Custom Models with MMM components#
The underlying components used in the MMM
class provide flexibility to build other, custom models. With a little knowledge of PyMC
and how to customize these PyMC-Marketing
components, a lot of different use-cases can be covered.
This notebook is not an introduction but rather an advance example for those trying to understand the PyMC-Marketing
internals for flexibility for custom use-cases.
Overview#
This notebook will cover the currently exposed model components from the PyMC-Marketing API. At the moment, this includes:
media transformations
adstock: how today’s media has an effect in the future
saturation: the diminishing returns for media
recurring seasonality
For each of these, the flexibility and customization will be showcased and combined together in a toy model with with PyMC
directly.
Setup#
from functools import partial
import arviz as az
import matplotlib.pyplot as plt
import numpy as np
import pandas as pd
import pymc as pm
import xarray as xr
from pymc_marketing import mmm
from pymc_marketing.mmm.plot import plot_curve
from pymc_marketing.prior import Prior
az.style.use("arviz-darkgrid")
plt.rcParams["figure.figsize"] = [12, 7]
plt.rcParams["figure.dpi"] = 100
%config InlineBackend.figure_format = "retina"

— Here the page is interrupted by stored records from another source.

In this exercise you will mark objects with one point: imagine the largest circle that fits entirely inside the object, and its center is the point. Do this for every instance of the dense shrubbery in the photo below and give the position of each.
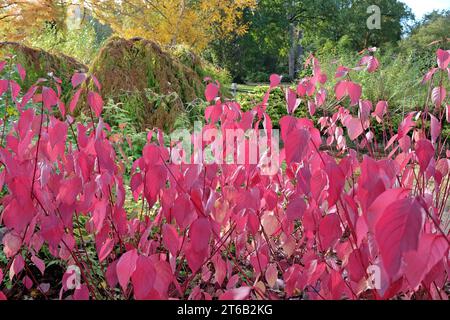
(316, 229)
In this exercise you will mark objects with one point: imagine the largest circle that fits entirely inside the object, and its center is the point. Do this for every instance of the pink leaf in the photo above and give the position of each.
(435, 128)
(199, 233)
(96, 102)
(398, 231)
(311, 107)
(354, 128)
(105, 249)
(295, 209)
(21, 71)
(211, 92)
(39, 263)
(77, 79)
(292, 101)
(49, 97)
(438, 95)
(424, 152)
(17, 266)
(443, 58)
(143, 278)
(96, 83)
(447, 113)
(432, 249)
(329, 230)
(429, 75)
(125, 267)
(275, 80)
(171, 239)
(74, 100)
(81, 294)
(241, 293)
(271, 275)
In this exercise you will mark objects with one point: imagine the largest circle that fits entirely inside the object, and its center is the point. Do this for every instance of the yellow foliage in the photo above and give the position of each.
(169, 22)
(19, 18)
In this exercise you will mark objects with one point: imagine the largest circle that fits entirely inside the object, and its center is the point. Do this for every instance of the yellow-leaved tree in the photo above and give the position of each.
(169, 22)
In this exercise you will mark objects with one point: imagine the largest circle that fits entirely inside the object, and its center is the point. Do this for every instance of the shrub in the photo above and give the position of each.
(328, 224)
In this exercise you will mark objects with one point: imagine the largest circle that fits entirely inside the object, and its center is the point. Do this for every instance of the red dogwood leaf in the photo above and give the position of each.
(398, 231)
(241, 293)
(95, 101)
(432, 249)
(126, 267)
(211, 91)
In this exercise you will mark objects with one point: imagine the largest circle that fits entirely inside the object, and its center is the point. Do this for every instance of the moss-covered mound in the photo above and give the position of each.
(151, 85)
(39, 63)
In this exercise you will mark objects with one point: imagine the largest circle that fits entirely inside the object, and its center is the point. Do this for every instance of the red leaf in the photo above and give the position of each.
(171, 239)
(271, 275)
(329, 230)
(398, 231)
(77, 79)
(39, 264)
(296, 145)
(49, 97)
(292, 101)
(96, 102)
(435, 128)
(21, 71)
(16, 267)
(105, 249)
(432, 249)
(74, 100)
(275, 80)
(241, 293)
(200, 233)
(125, 267)
(447, 113)
(424, 153)
(143, 278)
(295, 208)
(81, 293)
(438, 95)
(211, 92)
(443, 58)
(354, 127)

seed = sum(map(ord, "PyMC-Marketing provides flexible model components"))
rng = np.random.default_rng(seed)
draw = partial(pm.draw, random_seed=rng)
Media Transformations#
There are classes for each of the adstock and saturation transformations. They can be imported from the pymc_marketing.mmm
module.
saturation = mmm.MichaelisMentenSaturation()

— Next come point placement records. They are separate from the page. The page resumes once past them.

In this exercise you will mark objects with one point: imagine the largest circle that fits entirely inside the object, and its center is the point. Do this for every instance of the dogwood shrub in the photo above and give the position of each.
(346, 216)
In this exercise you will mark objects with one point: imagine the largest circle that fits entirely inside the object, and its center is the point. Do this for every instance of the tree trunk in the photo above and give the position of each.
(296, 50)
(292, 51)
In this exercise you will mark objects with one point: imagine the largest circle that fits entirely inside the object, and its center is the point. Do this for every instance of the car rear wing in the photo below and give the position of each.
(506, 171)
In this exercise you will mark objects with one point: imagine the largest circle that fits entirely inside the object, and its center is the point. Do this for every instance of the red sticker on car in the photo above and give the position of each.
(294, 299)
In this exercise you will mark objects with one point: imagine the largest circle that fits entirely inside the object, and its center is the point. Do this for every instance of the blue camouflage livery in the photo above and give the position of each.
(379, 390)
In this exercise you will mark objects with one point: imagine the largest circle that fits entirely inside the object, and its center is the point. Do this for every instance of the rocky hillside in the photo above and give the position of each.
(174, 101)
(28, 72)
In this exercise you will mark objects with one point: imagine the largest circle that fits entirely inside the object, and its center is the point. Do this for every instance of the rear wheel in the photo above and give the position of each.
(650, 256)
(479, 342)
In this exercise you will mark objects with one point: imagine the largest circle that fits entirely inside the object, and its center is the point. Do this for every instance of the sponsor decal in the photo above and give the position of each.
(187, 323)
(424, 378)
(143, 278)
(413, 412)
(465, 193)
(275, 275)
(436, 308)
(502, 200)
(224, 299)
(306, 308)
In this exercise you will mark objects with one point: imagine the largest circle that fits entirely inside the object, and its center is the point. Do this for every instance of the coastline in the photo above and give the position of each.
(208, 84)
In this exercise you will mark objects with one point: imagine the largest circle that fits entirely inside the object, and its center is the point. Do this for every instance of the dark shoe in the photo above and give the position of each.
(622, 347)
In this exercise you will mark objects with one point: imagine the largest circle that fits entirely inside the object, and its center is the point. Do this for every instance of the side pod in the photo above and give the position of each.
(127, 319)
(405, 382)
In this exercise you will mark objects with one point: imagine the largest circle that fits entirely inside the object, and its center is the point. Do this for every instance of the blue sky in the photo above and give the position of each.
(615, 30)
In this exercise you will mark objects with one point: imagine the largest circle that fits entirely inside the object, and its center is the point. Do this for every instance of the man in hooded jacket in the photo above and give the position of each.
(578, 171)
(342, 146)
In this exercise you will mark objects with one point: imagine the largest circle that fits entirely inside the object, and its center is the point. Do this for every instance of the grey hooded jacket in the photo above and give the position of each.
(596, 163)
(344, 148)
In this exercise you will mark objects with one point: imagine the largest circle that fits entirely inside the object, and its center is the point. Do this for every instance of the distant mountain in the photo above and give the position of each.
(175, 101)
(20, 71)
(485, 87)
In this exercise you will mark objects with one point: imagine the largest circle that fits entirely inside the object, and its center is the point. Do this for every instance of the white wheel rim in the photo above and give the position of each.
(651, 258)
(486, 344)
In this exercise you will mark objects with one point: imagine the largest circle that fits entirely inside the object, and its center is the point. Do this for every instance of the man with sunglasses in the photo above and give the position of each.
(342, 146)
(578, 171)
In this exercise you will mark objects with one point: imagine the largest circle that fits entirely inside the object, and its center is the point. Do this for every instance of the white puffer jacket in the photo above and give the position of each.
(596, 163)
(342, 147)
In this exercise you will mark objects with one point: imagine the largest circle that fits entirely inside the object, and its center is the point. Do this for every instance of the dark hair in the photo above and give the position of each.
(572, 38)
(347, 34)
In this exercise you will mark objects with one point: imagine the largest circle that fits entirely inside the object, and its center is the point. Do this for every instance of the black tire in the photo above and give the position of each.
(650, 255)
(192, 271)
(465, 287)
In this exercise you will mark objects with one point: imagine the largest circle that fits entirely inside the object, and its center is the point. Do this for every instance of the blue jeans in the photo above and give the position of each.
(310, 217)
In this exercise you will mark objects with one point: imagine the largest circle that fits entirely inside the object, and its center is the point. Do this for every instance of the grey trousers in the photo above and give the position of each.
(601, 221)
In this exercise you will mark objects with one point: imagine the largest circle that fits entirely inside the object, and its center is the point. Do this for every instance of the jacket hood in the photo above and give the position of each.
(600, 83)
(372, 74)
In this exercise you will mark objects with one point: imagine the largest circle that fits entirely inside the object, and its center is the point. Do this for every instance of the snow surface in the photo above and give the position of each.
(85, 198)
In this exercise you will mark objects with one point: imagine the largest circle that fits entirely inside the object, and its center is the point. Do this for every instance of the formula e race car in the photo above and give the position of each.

Saturation curves can take many different forms. In this example, we will use the Michaelis Menten curve which we provide in the MichaelisMentenSaturation
class.
This curve has two parameters, alpha
and lam
.
A characteristic of these curves are diminishing returns in order to indicate saturation of a media variable. This can be seen in the plateauing as x increases.
Show code cell source
xx = np.linspace(0, 1)
alpha = 1
lam = 1 / 10
yy = saturation.function(xx, alpha=alpha, lam=lam).eval()
fig, ax = plt.subplots()
fig.suptitle("Example Saturation Curve")
ax.plot(xx, yy)
ax.plot(xx, np.ones_like(xx) * alpha, color="black", linestyle="dashed", alpha=0.75)
ax.set(
xlabel="x",
ylabel="Saturated x",
title=f"Michaelis Menten with {alpha=}, {lam=}",
);
Sampling Transformation Function#
Each of the transformation will have a set of default priors. These can be altered at initialization with the priors
parameter but will ultimately be stored in the function_priors
attribute of the instance. There will be a prior for each of the estimated parameters used in the function.

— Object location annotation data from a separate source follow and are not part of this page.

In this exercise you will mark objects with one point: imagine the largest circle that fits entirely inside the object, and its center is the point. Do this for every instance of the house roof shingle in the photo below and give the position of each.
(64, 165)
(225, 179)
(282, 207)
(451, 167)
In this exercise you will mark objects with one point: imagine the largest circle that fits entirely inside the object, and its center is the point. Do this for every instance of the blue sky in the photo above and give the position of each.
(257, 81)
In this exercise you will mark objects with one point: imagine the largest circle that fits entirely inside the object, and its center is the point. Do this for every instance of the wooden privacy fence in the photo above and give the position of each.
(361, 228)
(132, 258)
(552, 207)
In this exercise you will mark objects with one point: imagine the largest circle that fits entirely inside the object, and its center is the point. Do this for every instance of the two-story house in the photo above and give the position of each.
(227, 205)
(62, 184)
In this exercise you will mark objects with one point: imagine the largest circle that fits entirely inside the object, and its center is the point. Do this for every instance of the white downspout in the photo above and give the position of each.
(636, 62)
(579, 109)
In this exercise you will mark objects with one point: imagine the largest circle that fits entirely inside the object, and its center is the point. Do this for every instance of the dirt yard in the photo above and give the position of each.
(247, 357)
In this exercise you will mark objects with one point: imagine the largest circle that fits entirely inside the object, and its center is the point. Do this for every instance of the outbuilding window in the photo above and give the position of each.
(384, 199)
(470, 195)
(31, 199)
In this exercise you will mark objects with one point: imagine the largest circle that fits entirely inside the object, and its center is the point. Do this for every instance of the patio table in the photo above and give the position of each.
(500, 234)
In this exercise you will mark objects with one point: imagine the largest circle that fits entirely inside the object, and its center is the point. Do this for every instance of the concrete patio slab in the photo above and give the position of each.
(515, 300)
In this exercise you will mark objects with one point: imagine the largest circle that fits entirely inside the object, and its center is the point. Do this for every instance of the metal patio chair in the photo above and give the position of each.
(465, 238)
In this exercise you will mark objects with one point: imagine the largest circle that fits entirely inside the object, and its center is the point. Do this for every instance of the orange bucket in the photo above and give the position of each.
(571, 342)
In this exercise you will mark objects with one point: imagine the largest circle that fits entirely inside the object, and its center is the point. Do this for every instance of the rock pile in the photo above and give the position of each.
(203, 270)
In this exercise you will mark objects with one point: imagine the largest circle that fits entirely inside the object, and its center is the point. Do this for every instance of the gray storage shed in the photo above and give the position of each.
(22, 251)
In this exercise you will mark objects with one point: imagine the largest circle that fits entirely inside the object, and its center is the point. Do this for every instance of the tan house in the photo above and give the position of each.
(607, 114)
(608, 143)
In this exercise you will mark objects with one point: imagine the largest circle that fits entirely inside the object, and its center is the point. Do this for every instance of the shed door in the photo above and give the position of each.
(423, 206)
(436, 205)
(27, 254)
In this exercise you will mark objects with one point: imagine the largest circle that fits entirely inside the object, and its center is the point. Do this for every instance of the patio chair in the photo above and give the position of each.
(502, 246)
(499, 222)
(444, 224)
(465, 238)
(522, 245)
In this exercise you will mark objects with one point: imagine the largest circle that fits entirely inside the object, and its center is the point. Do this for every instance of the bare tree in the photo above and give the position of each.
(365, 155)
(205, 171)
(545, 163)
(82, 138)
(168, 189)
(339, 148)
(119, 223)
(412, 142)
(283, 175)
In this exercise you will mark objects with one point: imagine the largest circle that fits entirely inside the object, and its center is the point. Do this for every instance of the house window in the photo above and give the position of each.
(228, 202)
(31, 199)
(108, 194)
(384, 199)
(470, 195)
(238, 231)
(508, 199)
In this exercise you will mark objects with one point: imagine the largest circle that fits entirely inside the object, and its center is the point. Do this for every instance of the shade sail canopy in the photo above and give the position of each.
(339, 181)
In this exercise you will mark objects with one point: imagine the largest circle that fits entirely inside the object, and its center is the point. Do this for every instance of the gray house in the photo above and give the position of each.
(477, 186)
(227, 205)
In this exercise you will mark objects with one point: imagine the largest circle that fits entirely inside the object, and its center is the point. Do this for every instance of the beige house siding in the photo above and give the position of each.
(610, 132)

saturation.function_priors
{'alpha': Prior("Gamma", mu=2, sigma=1), 'lam': Prior("HalfNormal", sigma=1)}
The sample_prior
method can be used to sample the parameters of the functions.
Note
There is the prefix saturation_
on each of the parameters in order to not clash with the larger model. This is the default but can be changed as well.
parameters = saturation.sample_prior(random_seed=rng)
parameters
Sampling: [saturation_alpha, saturation_lam]
<xarray.Dataset> Size: 12kB Dimensions: (chain: 1, draw: 500) Coordinates: * chain (chain) int64 8B 0 * draw (draw) int64 4kB 0 1 2 3 4 5 6 ... 494 495 496 497 498 499 Data variables: saturation_alpha (chain, draw) float64 4kB 2.114 0.8256 ... 2.056 2.347 saturation_lam (chain, draw) float64 4kB 0.7597 0.09256 ... 0.8022 0.8724 Attributes: created_at: 2024-08-02T11:25:24.721714+00:00 arviz_version: 0.18.0 inference_library: pymc inference_library_version: 5.15.1
With parameters for the function, the curve can be sampled as well. Combining sample_curve
and plot_curve
together can provide good insight into the shape the curve makes!
This shows the most likely curves under the prior distributions.
curve = saturation.sample_curve(parameters, max_value=5)
_, axes = saturation.plot_curve(curve)
axes[0].set(
ylabel="Saturated x",
title="Default Prior",
);
Sampling: []
Tip
The posterior can be used instead of the prior in both the sample_curve
and plot_curve
methods. Any additional coordinates from the parameters will be handled automatically!
Adding Parameter Dimensions#
In most cases, a separate saturation function will be estimated for each media channel. A dimension needs to be added to the prior of the function parameters to account for this.
Let’s create some example data to work toward this transformation.
Show code cell source
def random_spends(coords) -> xr.DataArray:
"""Create random spends that turn off and on."""
size = tuple([len(values) for values in coords.values()])
dims = list(coords.keys())
amount_rv = pm.HalfNormal.dist(size=size)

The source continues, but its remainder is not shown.